Since its inception, the Indigenous Studies Program (ISP) incorporates a very unique teaching structure of Indigenous knowledge which involves many Native peoples and Elders. This unique perspective assists all students from various cultures and background in learning about the history and lives of Aboriginal people within an Indigenous perspective. The faculty and staff who works within the Indigenous Studies Program are dedicated to educating Indigenous perspectives and issues, as well the success of our students.
Our Program and presence on the McMaster campus continues to grow.
In June 2011, the President of McMaster, Dr. Patrick Deane, announced a very prestigious Indigenous Knowledge Chair for the university. This Chair was donated by McMaster Alumnus, Paul R. MacPherson. We are very excited at this prospect of working with this Chair who undoubtedly will continue to raise awareness of the important and vital role Indigenous Peoples play both intellectually and practically. In addition, the President also announced a new space for Indigenous Studies, which will be located in a new building, set for construction the summer of 2013. This will mean more space for students and services for students of Indigenous Studies.
We hope that you will come and experience all of the rich and diverse forms of learning that we have to offer!
Our Three Main Objectives
- To recruit and assist Indigenous students in obtaining a degree in their area of interest.
- To increase awareness of Indigenous culture and issues.
- To work collaboratively with Aboriginal communities.
Chief Longboat's Vision
The Indigenous Studies Program supported Chief Longboat's vision and has initiated the development and accreditation of numerous courses focused on supporting and teaching language, culture and history with an emphasis on Haudenosaunee people. ISP offers a three-year Combined Bachelor of Arts Degree in Indigenous Studies and Another Subject. Students have their choice of combining Indigenous Studies with a subject area from either Humanities or Social Sciences.

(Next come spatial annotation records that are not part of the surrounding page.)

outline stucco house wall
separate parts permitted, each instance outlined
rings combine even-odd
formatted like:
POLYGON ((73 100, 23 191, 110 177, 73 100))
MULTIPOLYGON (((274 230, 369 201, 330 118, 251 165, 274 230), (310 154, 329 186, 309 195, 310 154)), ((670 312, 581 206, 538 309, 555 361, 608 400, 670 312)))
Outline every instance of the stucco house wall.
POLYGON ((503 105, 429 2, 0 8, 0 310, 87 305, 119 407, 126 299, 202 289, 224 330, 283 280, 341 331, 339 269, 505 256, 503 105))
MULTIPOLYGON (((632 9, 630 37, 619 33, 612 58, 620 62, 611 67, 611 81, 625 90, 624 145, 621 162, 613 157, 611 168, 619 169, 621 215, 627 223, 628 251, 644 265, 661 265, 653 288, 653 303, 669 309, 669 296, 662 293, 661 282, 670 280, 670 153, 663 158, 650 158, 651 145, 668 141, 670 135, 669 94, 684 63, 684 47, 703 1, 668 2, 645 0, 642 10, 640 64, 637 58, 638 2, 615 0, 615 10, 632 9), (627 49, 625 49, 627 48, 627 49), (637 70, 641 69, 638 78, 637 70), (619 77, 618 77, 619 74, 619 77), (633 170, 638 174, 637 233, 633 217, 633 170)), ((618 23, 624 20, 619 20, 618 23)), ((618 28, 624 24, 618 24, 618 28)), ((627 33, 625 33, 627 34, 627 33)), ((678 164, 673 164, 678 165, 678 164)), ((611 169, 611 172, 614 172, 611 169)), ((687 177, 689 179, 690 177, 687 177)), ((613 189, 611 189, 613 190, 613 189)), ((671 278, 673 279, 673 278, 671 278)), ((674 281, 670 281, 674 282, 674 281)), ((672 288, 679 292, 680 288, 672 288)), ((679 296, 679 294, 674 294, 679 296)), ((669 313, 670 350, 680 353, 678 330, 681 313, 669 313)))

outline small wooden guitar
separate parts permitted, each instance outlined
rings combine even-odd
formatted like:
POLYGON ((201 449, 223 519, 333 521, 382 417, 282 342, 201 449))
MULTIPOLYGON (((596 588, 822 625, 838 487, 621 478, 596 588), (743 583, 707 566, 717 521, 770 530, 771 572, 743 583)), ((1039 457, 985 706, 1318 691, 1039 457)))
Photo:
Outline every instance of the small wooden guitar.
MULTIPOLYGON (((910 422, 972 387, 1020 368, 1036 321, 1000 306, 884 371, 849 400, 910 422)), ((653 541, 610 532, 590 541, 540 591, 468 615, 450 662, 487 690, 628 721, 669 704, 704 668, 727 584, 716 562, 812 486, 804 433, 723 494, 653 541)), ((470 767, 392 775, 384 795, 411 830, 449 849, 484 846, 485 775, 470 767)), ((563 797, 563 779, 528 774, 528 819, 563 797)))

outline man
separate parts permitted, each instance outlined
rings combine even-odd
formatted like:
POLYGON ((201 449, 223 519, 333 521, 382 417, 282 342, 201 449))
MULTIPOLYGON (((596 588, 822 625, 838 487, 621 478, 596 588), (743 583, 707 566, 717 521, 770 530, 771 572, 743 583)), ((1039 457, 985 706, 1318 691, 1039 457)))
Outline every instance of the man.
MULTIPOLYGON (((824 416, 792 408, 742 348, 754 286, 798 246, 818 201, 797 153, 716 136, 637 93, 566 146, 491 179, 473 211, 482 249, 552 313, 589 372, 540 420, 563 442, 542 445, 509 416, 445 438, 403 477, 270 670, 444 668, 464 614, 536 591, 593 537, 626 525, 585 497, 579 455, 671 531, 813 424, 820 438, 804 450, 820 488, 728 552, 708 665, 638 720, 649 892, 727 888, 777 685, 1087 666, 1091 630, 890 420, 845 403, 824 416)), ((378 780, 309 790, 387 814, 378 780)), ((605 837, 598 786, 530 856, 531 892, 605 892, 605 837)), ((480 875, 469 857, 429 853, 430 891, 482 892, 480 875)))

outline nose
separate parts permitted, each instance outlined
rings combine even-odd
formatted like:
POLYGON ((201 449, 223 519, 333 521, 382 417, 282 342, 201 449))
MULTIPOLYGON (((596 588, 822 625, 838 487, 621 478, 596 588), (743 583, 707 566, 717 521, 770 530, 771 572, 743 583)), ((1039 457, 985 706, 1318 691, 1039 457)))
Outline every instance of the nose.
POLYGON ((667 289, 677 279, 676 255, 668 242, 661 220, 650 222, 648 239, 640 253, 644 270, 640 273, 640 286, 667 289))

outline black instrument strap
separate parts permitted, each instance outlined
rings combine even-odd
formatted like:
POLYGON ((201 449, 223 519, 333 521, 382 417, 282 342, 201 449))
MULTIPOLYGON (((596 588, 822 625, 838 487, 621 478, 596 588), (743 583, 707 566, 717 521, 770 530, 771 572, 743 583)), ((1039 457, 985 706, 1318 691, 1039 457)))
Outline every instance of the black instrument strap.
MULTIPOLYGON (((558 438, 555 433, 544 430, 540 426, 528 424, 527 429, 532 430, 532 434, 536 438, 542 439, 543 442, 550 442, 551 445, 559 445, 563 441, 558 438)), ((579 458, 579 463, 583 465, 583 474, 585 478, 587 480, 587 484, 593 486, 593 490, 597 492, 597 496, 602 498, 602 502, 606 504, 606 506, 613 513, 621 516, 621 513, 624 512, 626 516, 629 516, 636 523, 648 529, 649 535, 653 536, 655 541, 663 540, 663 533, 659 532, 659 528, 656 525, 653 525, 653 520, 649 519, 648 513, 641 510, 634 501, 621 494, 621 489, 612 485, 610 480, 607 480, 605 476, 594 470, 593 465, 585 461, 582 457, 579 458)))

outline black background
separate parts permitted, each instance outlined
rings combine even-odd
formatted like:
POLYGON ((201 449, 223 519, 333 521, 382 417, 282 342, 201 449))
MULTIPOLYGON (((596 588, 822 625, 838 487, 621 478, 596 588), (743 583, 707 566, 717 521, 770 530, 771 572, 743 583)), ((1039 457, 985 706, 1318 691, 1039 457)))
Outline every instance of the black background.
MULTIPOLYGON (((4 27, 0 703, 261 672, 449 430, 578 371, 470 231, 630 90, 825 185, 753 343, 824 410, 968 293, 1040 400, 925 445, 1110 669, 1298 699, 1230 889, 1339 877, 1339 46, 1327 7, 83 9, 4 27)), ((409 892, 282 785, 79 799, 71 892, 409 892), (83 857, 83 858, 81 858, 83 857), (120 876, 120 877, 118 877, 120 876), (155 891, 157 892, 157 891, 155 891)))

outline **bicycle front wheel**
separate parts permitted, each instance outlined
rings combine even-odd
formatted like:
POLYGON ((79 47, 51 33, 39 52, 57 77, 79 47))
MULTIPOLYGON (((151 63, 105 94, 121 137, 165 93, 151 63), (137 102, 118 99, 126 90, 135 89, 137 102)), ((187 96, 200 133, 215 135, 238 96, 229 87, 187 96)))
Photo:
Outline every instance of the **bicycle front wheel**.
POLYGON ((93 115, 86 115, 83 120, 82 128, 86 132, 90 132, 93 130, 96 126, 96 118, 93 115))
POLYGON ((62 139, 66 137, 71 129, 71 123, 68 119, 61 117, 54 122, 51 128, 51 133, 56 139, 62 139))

However, students in other disciplines may take Indigenous Studies as a Minor or as electives.
Why Take Indigenous Studies?
Students will expand their knowledge and understanding of Indigenous cultures, while developing professional skills to work with Aboriginal communities.
- Interdisciplinary approach
- Knowledge and experience of Indigenous instructors
- Innovative Indigenous approaches to learning and scholarship
In the Indigenous Studies Program, students learn about Indigenous cultures, spirituality, social systems, history, language, and contemporary issues. Students develop a broad interdisciplinary knowledge base, which can lead to careers in the fields of:
- Advocacy & Social Services
- Policy & Governance
- Medicine & Health Care
- Graduate Studies
Emphasis on Community-directed Course Content
All of our courses emphasize the importance of community perspectives in delivering relevant and engaging education. ISP is proud to offer over 25 courses in the area of indigenous knowledge and culture, including these three newly developed ones:
- INDIG ST 3BB3 THE IROQUOIAN LANGUAGES
- INDIG ST 3P03 HAUDENOSAUNEE HEALTH, DIET AND TRADITIONAL BOTANY
- INDIG ST 3T03 HAUDENOSAUNEE ORAL TRADITIONS, NARRATIVE AND CULTURE
- INDIG ST 3H03 Indigenous Medicine I – Philosophy
- INDIG ST 3HH3 Indigenous Medicine II-Practical
- INDIG ST 2D03 Traditional Ecological Knowledge
This conference was supported by both the Six Nations community and McMaster University, welcoming Indigenous people from across North America.
The three day event, co-hosted by the Six Nations Confederacy, marked the beginning of new possibilities for Six Nations and McMaster to increase the presence of Ogwehoweh people on campus. As a student, Dawn Martin-Hill made requests for support to develop courses and to address the needs of Indigenous students at McMaster. Dr. Peter George, Dr. Harvey Feit and Chief Harvey Longboat responded to the call. This resulted in the development of the President's Committee on Native Students. Shortly after, the McMaster First Nations Students Association (MFNSA) was established, with founding President, Marriotte McGregor. In 1992, McMaster University's Indigenous Studies Program was established.
McMaster University has heeded Chief Harvey Longboat's call to support "the Confederacy and raise visibility in both the community and the university which will help all of us"; this has been our guiding compass for the past two decades. The program is a main focal point for McMaster's enhanced commitment to, and support of, Indigenous students.
The Indigenous Studies Logo
This logo represents the overall purpose of the Indigenous Studies Program at McMaster University. First Nations artist/designer, Arnold A. Jacobs interprets the logo that he has created for the Program: The overall component of the design is circular to represent unity and a coming together of First Nations. The eagle, a spiritual guardian and a symbol of strength and courage, is positioned over a native head that is looking dramatically upward to the future. The native wears a feather, not for decoration, but as a symbol for lifting the human spirit. Holding the feather in place is the sacred circle of life, divided into four cycles that affect our lives; they are the four directions, four winds, four seasons, and four colours. The lightning ash represents the Power of the Creator of all things. The wings are given this power to lift the eagle to great heights. This power represents the uplifting spirit to the student for higher achievement.